Keywords: systemic risk, behavioral finance, economic complexity, evolutionary computation, computational trust, blockchain, cryptocurrencies, market microstructure.
JEL Classification: G02, F63, B17, C53, C58
Introduction
There have been numerous cases documented of malfunctions in the cryptocurrency markets; some have been related to the internal operation of exchanges, such as the glitch in the cryptocurrency exchange GDAX that crashed the price of Ether from $319 to 10 cents \cite{trade}; others have to do with the dissemination of information, such as the negative impact on bitcoin prices after the de-listing of Korean exchanges in Coinmarketcap, a popular price tracker \cite{warning}.
While the bitcoin network is decentralized by design, the web and other peripheral networks where the services that enable the bitcoin economy operate are not. This extends to any other cryptocurrencies with a sufficiently high degree of decentralization, such as Ether. Roll \cite{ROLL_1984} demonstrated that volatility is affected by market microstructure, and by applying this idea to the off-chain side of a crypto-economy we are able to develop real-life risk metrics for the blockchain financial system.
The themes covered by this study are diverse, nevertheless, together they operate in the realm of complexity economics: i) Dynamics (time series analysis and prediction, temporal correlations; interaction between internal dynamics and external inputs; programmability of self-organization), ii) Methodology (data-driven research; machine learning; soft computing), iii) Human Social & Economic Systems (economies and markets; financial systems; risk management).
Our research question is whether factors related to market structure and design, price formation and price discovery, transaction and timing cost, information and disclosure, and market maker and investor behavior, are quantifiable to the degree that can be used to price risk in digital asset markets. This research is pertinent to the regulatory function of governments, that are actively seeking to understand and develop policies for crypto markets, and for investors, who are in need of expanding their understanding of market behavior beyond explicit price signals and technical analysis.
Literature
Authors \cite{Zenil_2011} have demonstrated the nature of the market as a rule-based system with an 'algorithmic' component that can be studied using the theory of algorithmic probability and Kolmogorov complexity \cite{Solomonoff_1964}. However, due to the computational expense other approaches are possible, such as genetic programming \cite{Kotanchek_2012} that is suitable for real-world data modeling and also is useful to search for solutions in the space of algorithms; besides, soft computing can deal with uncertainty and approximation to achieve practicability in a similar fashion that the human mind would (i.e. using symbolic regression representations).

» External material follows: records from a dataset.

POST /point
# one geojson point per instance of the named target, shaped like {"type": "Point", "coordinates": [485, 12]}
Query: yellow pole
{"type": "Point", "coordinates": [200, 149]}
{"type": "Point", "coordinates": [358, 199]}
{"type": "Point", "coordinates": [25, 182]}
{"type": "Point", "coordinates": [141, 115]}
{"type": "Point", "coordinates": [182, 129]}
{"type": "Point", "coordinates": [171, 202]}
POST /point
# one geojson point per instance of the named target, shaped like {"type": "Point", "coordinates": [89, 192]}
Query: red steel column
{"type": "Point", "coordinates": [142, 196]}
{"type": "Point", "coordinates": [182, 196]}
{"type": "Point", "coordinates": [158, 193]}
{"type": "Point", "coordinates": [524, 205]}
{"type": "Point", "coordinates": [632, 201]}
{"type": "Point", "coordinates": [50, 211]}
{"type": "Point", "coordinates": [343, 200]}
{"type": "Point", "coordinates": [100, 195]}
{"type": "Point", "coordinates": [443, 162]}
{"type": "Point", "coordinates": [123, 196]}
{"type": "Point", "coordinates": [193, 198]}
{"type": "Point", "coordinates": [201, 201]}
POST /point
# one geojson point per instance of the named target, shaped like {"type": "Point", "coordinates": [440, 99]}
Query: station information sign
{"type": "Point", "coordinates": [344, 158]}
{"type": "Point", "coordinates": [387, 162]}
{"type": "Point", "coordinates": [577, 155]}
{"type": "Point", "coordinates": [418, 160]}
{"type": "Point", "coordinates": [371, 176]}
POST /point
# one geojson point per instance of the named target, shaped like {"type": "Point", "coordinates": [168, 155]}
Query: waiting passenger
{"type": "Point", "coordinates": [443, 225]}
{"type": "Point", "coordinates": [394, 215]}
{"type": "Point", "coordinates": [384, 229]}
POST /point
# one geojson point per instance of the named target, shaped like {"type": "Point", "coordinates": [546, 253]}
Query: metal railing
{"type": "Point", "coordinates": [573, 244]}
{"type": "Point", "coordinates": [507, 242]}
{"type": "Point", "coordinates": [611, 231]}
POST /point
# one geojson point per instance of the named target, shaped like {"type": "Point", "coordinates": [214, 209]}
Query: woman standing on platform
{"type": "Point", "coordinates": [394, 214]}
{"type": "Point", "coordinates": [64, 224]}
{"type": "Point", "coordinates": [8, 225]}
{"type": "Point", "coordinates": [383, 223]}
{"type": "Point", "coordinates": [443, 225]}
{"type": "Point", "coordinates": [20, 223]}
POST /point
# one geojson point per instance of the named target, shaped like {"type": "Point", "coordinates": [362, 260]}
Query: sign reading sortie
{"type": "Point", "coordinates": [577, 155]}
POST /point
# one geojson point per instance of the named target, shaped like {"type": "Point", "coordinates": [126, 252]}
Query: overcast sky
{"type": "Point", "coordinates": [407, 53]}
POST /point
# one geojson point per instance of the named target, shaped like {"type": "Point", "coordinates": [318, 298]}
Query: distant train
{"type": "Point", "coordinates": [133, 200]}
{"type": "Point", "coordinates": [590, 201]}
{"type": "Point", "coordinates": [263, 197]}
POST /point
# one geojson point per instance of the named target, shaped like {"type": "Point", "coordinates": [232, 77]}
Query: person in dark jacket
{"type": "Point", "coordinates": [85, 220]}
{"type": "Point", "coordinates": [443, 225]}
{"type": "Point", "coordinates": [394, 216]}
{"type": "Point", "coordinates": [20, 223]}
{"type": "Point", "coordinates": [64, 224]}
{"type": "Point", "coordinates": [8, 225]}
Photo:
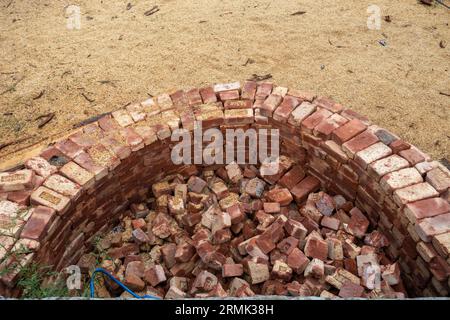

The evolutionary foundations of economics have been studied by authors \cite{Dopfer} seeking to understand the processes which generate particular forms of economic activities and structures. In this context, a soft computing approach can express metaphors from socio-economic activity; for instance, the population balance modeling \cite{2014a}, a balance on the number of particles of a particular state, can be seen as the balancing of attention units, such as visits or calls to a web service. The flow and allocation of attention resources and transactional activity can be explained using both established frameworks that have been updated with novel evolutionary perspectives, such as the Coase theorem \cite{Mikami_2013}, or with entirely novel approaches based on Econophysics, such as fields finance \cite{Krabec_2015}. The "stock of trust" that those flows build (the economic activity of agents) can be aggregated following established frameworks such as economic complexity \cite{2014} , that can be adapted to the case of crypto economic complexity \cite{Venegas}, to form the basis to understand how "crypto nations" learn.
An analysis of robustness and fragility in crypto markets should necessarily include as well aspects of the behavioral modeling of networks; given that such approaches usually have universal properties, as with the controllability of complex networks \cite{Liu_2011}, or have applications across disciplines from business to information security \cite{Altshuler_2014}, and law \cite{Zander}, where even high-benefit, high-probability outcomes do not outweigh the existence of low probability, infinite cost options \cite{Taleb2014}. This "ruin problem" treatment is pertinent for the study of cryptocurrency markets, especially after the introduction of bitcoin futures in derivatives markets of systemic importance to the world financial system \cite{futures,group}.
Results
Methodology
Data for this section includes digital assets historical daily prices and volumes (Coincheckup.com, Coinmarketcap.com), and off-chain web and social network analytics (EconomyMonitor.com and click-stream data providers). The period of study is August 2016 to January 2018, using daily data points. Data processing was performed in Mathematica \cite{2017}.